Be Honest About Your Fitness Level
What is your fitness level? Take time to reflect on your current ability and what is reasonable for you to start with. If you’ve only ever cycled 10 miles at most, don’t start your fitness plan training with 50 miles.
Meet yourself where you are and play to your strengths. Let each day and each week build upon one another until you reach your overall fitness goal — or the day of the big race.
Also, know that it is completely okay to change your fitness plan at any time, especially if you need to slow down on scaling up, add more recovery days in the mix, or refine your goal.
Decide Your Priorities
Think about what’s most important to you regarding your fitness and let that guide the development of your fitness plan. If you’re an avid yogi, but want to train for a triathlon, prioritize still being able to go to your yoga classes (or complete a home practice) and look for a place (or two) where you can modify your existing schedule to fit with your new goal.
For example, if you usually go to a yoga class on Thursday, but Thursday is the best day for you to do a long bike ride, then see if you can fit that class in on a different day — or schedule a more restorative yoga practice for Thursdays to complement your bike ride.
Also keep in mind that your fitness is YOUR fitness. The time you’re setting aside when you create your own personalized fitness plan is time for yourself to do what makes you feel good.
Add Diversity in Your Workout
Don’t let your workouts be a monolith. It’s important to build diversity — and cross-training — into your workouts so you can achieve a more well-rounded level of fitness.
Let’s think back to the running example. If you want to become a runner, you should run every day, right? It seems like the answer should be “yes,” but actually it’s more complicated than that. If you’re running, you’ll also want to build in strength training workouts and may be interested in pursuing some other kind of cardio — like cycling — at least once a week.

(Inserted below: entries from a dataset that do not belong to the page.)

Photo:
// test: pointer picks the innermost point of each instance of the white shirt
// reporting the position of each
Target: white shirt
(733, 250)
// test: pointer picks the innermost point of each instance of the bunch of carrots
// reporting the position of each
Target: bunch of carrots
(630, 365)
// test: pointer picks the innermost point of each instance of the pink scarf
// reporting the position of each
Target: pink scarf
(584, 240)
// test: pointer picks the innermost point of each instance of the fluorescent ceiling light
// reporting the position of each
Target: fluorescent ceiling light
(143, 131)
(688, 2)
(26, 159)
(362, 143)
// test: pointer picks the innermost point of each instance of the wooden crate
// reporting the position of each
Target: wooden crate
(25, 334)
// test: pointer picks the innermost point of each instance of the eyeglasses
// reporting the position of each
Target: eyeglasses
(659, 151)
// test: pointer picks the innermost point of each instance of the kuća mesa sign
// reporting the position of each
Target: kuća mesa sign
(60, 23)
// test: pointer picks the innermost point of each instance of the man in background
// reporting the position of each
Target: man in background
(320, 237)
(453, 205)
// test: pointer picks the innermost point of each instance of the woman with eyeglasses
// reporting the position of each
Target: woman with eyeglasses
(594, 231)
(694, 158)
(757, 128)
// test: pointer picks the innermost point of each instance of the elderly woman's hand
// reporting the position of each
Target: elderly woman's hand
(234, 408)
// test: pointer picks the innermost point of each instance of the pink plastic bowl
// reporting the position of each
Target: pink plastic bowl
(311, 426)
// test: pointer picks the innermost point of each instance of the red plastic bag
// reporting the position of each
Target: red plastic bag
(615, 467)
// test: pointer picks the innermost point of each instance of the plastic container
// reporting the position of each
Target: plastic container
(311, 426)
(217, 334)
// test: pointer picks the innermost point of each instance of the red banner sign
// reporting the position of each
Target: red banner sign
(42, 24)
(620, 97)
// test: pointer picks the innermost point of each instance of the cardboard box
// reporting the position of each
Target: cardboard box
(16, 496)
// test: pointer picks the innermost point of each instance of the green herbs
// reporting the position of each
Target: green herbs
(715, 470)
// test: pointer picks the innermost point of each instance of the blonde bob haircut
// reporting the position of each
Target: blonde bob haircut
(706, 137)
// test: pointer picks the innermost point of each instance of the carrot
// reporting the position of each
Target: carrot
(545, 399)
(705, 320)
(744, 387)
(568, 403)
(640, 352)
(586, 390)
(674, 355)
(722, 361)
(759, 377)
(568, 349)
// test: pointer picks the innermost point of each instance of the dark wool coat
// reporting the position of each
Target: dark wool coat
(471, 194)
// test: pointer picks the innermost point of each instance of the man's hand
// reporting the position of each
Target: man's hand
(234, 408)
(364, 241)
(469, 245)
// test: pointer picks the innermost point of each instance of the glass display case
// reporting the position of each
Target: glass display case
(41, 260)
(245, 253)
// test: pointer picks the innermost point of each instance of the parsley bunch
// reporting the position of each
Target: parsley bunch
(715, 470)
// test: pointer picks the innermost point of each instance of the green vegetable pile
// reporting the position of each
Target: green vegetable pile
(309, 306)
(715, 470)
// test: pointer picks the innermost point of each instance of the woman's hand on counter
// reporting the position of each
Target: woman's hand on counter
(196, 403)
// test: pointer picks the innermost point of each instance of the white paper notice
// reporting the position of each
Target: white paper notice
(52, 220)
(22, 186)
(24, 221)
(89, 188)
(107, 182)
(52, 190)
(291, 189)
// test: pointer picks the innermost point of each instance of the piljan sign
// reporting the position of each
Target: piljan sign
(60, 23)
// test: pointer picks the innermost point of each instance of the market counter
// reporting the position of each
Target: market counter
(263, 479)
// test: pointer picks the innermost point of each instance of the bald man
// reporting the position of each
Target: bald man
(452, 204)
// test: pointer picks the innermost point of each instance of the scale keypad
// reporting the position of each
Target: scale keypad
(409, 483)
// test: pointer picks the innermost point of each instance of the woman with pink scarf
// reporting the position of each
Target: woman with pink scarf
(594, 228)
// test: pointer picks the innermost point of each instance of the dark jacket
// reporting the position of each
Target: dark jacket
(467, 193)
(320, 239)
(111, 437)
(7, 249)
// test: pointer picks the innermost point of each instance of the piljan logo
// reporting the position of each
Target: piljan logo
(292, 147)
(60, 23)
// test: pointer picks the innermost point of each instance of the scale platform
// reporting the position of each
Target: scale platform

Not only is this better for your body and can lead to marked improvement, it also keeps your workouts from being boring and tedious.
Be Sure to Add Rest Days
Rest days are so important to your overall fitness, so make sure that you add them into your fitness plan. Rest days don’t have to be sedentary. In actuality, it’s important that you do some light movement that allows your body to recover from all the hard work you put in.
Think about what kind of rest feels the best to you: a walk around the neighborhood? a stretching session? something else that isn’t really exercise but feels like it might be?
Whatever you decide for your rest days, make sure that you keep this day sacred! Not resting can easily lead to injury from working too hard.
Track Your Progress
Tracking your progress can be a great motivator when executing a fitness plan. You might choose an app like Strava that can help you track your mileage or use your ZOZOSUIT and ZOZOFIT’s 3D body scanning technology to track your body measurements over time.
You’ll see progress as you check off days in your plan, but you can see results through these tracking methods, which is important to better understand how you are doing with the plan and if any adjustments need to be made.
Choose what kind of tracking works best — and makes the most sense — for you and find a way to keep track of it for yourself so you can see your progress at a glance and be inspired by how far you’ve come.
Need more help? Consult with experts!
If you’re struggling to figure out something with your fitness plan, don’t be afraid to reach out to a personal trainer, fitness expert, or training group!
Take your fitness seriously and ask for help when you need it. These experts can point you in the right direction or work alongside you to create a personalized fitness plan that will prioritize you and your goals while being mindful of your current fitness level.